C Pointer: char to binary value

Question

#include <stdio.h>
#include <string.h>

int * bin(char a);

int main(void){
        char a='a';
        int k=0;
        int *binary;

        binary=bin(a);
        for(k=0; k<8; k++){
                printf("%d", *binary++); 
                printf("\n");      
        }

        return 0;
}
int *bin(char a){

        int i=0;
        int *arr;
        int output[8];
        char c=a;
        for (i = 0; i <8 ; ++i) {
                 output[8-i-1] = (a >> i) & 1;

        }
        arr=&output[0];
//              for (i = 0; i <8 ; ++i) {
//              printf("%d", output[i]);
//      }
//      printf("\n");

        return arr;
}

The ouptut should be the binary value of the char 'a'which is: 0 1 1 0 0 0 0 1

but i got this instead: 0 -1216804320 -1218095335 -1216804320 10 -1076423592 -1218208721 -1216804320

Is this a pointer problem? How do i fix it so it would print the right answer? thx!!

Answer 1

First error I can notice is Scope problem, that you are returning address of local variable output[8];

 arr=&output[0];
 return arr;

That is wrong, scope of output[] is inside bin() function only.

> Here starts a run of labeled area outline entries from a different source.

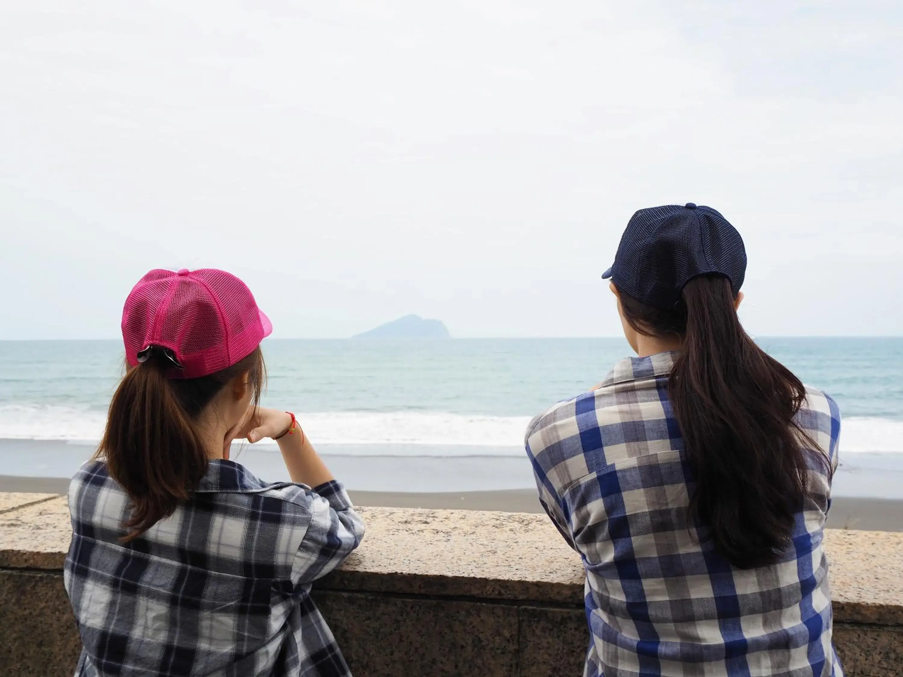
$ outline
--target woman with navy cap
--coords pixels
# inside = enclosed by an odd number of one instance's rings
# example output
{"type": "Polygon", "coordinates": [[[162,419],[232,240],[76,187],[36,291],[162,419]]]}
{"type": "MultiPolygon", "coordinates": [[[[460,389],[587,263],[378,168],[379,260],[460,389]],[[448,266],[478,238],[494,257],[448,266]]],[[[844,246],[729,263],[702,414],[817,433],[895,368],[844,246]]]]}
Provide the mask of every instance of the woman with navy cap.
{"type": "Polygon", "coordinates": [[[586,570],[584,674],[842,674],[823,549],[840,413],[746,334],[714,209],[638,211],[611,280],[626,358],[530,423],[540,500],[586,570]]]}
{"type": "Polygon", "coordinates": [[[257,406],[271,330],[219,270],[151,271],[126,301],[128,369],[69,491],[77,675],[349,674],[310,590],[364,524],[294,415],[257,406]],[[229,460],[237,438],[277,441],[292,481],[229,460]]]}

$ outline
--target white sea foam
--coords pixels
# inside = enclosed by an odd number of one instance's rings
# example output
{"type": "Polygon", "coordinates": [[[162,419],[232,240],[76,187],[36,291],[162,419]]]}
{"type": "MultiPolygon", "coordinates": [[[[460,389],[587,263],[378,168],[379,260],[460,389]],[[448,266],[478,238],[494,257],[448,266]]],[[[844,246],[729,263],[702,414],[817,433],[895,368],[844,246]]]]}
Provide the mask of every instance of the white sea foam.
{"type": "MultiPolygon", "coordinates": [[[[0,406],[0,439],[93,442],[103,432],[105,417],[105,412],[87,408],[4,405],[0,406]]],[[[502,455],[523,444],[524,431],[530,421],[529,416],[441,412],[312,413],[298,413],[298,419],[311,439],[321,444],[507,448],[496,452],[502,455]]],[[[844,419],[842,454],[865,451],[903,453],[903,421],[844,419]]],[[[461,453],[466,450],[455,451],[455,455],[461,453]]],[[[483,449],[479,453],[493,452],[483,449]]]]}

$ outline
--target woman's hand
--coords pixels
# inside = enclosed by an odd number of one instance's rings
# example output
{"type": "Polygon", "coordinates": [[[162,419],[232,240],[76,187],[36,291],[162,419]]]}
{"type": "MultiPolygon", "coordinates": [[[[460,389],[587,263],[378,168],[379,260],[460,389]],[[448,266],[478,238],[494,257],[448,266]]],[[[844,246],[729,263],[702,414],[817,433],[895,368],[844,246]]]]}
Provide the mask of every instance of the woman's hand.
{"type": "Polygon", "coordinates": [[[290,425],[292,416],[286,412],[250,406],[241,421],[226,433],[224,441],[228,446],[233,440],[244,438],[254,444],[265,437],[279,437],[290,425]]]}

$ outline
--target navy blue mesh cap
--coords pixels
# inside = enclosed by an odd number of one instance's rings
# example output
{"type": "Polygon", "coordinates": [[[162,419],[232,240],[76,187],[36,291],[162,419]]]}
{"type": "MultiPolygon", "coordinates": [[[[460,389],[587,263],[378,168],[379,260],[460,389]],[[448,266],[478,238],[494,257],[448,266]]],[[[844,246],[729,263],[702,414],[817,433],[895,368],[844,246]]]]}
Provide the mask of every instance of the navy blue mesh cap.
{"type": "Polygon", "coordinates": [[[684,284],[708,274],[728,278],[736,296],[746,274],[743,238],[711,207],[687,202],[634,214],[602,277],[637,301],[668,309],[684,284]]]}

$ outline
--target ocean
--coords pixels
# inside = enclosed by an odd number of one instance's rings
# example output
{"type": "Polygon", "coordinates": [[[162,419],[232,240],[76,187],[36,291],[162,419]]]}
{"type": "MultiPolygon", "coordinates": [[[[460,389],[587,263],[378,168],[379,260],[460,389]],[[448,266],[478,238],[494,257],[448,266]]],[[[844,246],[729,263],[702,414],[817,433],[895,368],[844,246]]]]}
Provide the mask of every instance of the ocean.
{"type": "MultiPolygon", "coordinates": [[[[840,405],[835,491],[903,498],[903,338],[759,342],[840,405]]],[[[263,348],[263,403],[293,411],[351,488],[386,491],[531,487],[530,418],[631,354],[621,338],[267,339],[263,348]]],[[[116,340],[0,341],[2,473],[71,475],[93,451],[122,372],[116,340]]],[[[274,444],[234,454],[266,479],[285,478],[274,444]]]]}

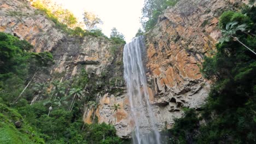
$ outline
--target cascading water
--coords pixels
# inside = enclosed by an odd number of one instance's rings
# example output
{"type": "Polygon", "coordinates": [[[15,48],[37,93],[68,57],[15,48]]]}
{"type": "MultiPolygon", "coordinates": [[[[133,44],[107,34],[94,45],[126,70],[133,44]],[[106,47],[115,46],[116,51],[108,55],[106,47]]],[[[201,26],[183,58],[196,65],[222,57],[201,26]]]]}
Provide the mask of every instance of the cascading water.
{"type": "Polygon", "coordinates": [[[142,51],[144,49],[144,38],[141,36],[126,44],[124,49],[124,77],[131,105],[131,116],[135,125],[132,140],[134,144],[160,144],[160,136],[149,103],[142,60],[142,51]]]}

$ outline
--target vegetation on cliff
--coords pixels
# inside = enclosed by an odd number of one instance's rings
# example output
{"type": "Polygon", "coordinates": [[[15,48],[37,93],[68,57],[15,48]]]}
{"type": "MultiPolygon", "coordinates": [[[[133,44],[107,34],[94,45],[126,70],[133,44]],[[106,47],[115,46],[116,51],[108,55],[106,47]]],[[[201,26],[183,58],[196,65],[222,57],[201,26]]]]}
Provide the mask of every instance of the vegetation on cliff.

You should allocate memory for output[] dynamically if you want to access it outside bin() function, like:

int *output = calloc(8, sizeof(int));

even you don't need extra variable just return output from bin()

I have corrected you code like below without much change:

int *bin(char a){
        int i=0;
        int *output = calloc(8, sizeof(int));
        for (i = 0; i <8 ; ++i) {
                 output[8-i-1] = (a >> i) & 1;
        }
        return output;
}

Notice removed unused variables c and arr

additionally, don't forgot to free dynamically allocated memory explicitly:

Second (Notice) be aware of Memory Clobbering Error because you are updating binary variable by ++ in printf function.

Just simple don't free(binary); it will produce run time error because you are modifying binary variable inside printf *binary++: first save return address in a extra pointer variable then free that. Like I am doing:

 b = binary=bin(a);      
 // loop 
  printf("%d", *binary++); 
 //             ^ changing binary variable to point new memory location  
 // after loop 
 free(b);

If you free(binary) then it would be wrong because you would free a memory location that is not allocated dynamically because your are changing binary variable.

get a working code here, read comments.

Answer 2

You're returning a pointer to a local variable (arr), whose contents are no longer valid when the function returns. Use malloc instead:

int main(void){
        ...
        int *arr = bin(a);
        ...
        free(arr);
        return 0;
}

int *bin(char a){
        int *arr = malloc(8 * sizeof int);
        ...
        return arr;
}